Where interestingly, you know, I have I don't have the same academic background. My background, as you know, was, I was an English teacher, twenty more than twenty years ago, twenty five years ago. And, for a long time, I was focused completely on Cisco certifications and Sure. And, you know, racking and stacking gear and and and putting, you know, ASAs in.

Do we still do ASAs? No. Whatever they are now, but you understand what I mean.

The virtual ASAs still, I think.

I think it's still started. Yeah. Doing traditional network engineering. And then in the past five or six years, having the need to call upon my background as an educator and then as somebody that can, you know, take complex topics and then turn it into something that is digestible and and easy to understand, that has been the at the forefront of my career the past five years and what has propelled me to into different new opportunities.

So and aside from Deming, but, something I wanted to mention as I think a commonality between the two of us where it is amazing how things come full circle. And so for anyone out there listening, you just don't know where ten years from now is gonna bring you or twenty years from now.

So Well, the and the I think one of the factors that plays into that is all you're learning is additive.

Like, you don't have Sure. You don't have buckets. You don't have silos in your brain. Mhmm. You not to reduce a human to this, but in a sense, you are the sum of your experiences.

Yeah. And you know what you learned about Plato or, pick your favorite British author. I don't wanna put, you know, words in your mouth.

You will connect the dots because we're pattern matching machines. It's what we do. And so on on one hand, you know, this full circle effect is awesome. On the other hand, Scott, what do you expect? You've been, you know, thinking about these things they've been brewing, even though you haven't thought about Deming for thirty years.

You know, certain moments help you, see, oh, yeah. This is this is how a systems view of NetOps could really be helpful. And here are pieces that I can borrow, and implement. Maybe it's not a full fit. Right? And let let's bring that into the DevOps versus NetOps conversation at this point.

So, you know, we we've had so many acronyms thrown at us in network engineering over the years.

Please don't get me started about software defined networking, software defined LAN, software defined this, etcetera, etcetera.

I get the principle and I get why, you know, software eats the world. Thank you, Marc Andreessen, but all software runs on hardware and both are really important and they always will be. So, but, you know, we've seen the wave of, of, you know, what we should just be use DevOps for NetOps. It's like, okay, let's think about that. Right.

So there are DevOps thinkers like Jean Kim, like John Willis, who will talk very openly about Deming and, you know, principles that Deming promoted are part of of DevOps, and that's great.

I think the gaps exist in, you know, a software creation process that's really, you know, more the focus of DevOps versus working on physical equipment that exists in time and space and certain connectors go in certain ports. They're not fungible.

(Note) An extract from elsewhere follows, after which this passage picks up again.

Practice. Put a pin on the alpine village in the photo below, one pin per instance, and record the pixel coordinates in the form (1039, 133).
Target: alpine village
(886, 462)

And you've got to accommodate that. And the way I rationalize this, like, I'm I don't come I I come not to, bury DevOps. I've come to praise it.

Sorry.

You know, they're really like the whole idea of bringing developers and operators together, you know, less organizational distance, that's great. I and I think that's very Deming esque.

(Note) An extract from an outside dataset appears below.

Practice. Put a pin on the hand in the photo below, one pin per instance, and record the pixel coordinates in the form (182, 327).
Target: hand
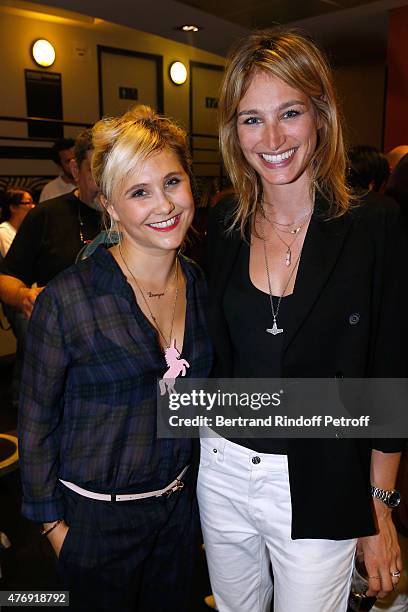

I think the way I like to view it, I wanna stay away from buzz phrases and trends and think about it this way. There's a new set of tools that has a lot of weight behind them from the software development world that can be very useful for operating the network.

And I think it behooves me for my individual engineers to get software literate, and my organization to think about how should I operate differently because I have this new advanced tooling.

So I don't go out there and talk about net DevOps per se, but I I do say you you your network engineers should understand Python. They should know how to use Git. They should understand CICD for, configuration check-in. Like, they're not developing switcher router software or firewall software. Right?

But at those you know, there are common principles that I think are super useful, and the whole idea of being able to educate oneself and look at new tooling and technologies that's out there for network operations use, is totally within, you know, what Deming would have said seventy years ago if he had the same tools in front of him today.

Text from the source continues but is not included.